Which is what we are doing now.

The Biden administration has the good fortune to have Trump-era CDC Title 42 orders — issued in response to the pandemic — to fall back on for now. They require the expulsion of migrants who are entering illegally, and the Biden administration used them to quickly expel more than 70,000 of the almost 97,000 migrants the Border Patrol apprehended at the Southwest border in February.

Biden is not using Title 42 to expel unaccompanied children (which is why “tens of thousands” are in custody — 10 percent testing positive for Covid), however, and increasingly is not using it for migrant families, either (that is why you have an $86 million hotel bill coming).

In fact, ICE promised the federal judge overseeing the Flores settlement agreement on March 27 that it would be releasing families “in 15 days or less”.

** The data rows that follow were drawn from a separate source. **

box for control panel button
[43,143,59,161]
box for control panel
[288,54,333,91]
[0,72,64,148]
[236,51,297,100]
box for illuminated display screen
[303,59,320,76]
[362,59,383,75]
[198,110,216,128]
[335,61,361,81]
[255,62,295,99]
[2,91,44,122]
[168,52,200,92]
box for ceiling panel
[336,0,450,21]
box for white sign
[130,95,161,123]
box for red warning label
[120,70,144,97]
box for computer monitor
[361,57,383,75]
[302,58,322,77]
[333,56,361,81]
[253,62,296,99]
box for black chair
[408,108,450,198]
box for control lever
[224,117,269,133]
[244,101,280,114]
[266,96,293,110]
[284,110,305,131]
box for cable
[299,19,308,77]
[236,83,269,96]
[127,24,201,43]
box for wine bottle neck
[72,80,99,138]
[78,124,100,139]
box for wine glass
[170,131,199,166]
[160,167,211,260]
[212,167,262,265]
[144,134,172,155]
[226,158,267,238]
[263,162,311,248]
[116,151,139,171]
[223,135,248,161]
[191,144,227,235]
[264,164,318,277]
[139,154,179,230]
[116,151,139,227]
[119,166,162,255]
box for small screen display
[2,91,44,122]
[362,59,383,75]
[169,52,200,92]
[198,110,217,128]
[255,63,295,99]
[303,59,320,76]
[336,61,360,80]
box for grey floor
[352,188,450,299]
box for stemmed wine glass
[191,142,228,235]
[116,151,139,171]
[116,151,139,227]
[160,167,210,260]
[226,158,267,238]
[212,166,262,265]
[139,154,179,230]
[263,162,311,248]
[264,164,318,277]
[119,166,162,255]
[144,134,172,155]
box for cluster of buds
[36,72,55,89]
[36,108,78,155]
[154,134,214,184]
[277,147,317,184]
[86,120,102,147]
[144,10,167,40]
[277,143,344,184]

As an aside, it is my opinion that the decisions of the judge in question — the Hon. Dolly Gee of the U.S. District Court for the Central District of California — are the reason why we are seeing so many family migrants entering the United States (as I explained in a January 11 post), and that she has greater control over the situation at the border than President Biden does. If American voters understood that, more than 70 percent would be outraged.

Title 42 won’t last forever, though, and as soon as that cork is out of the bottle, we will reflect on March 2021 as the “good old days” at the border, as hundreds of thousands of migrants surge the border.

When that happens (not “if”), I can guarantee that the percentage of American voters demanding the president to take immediate action will surge well past 70 percent, as well.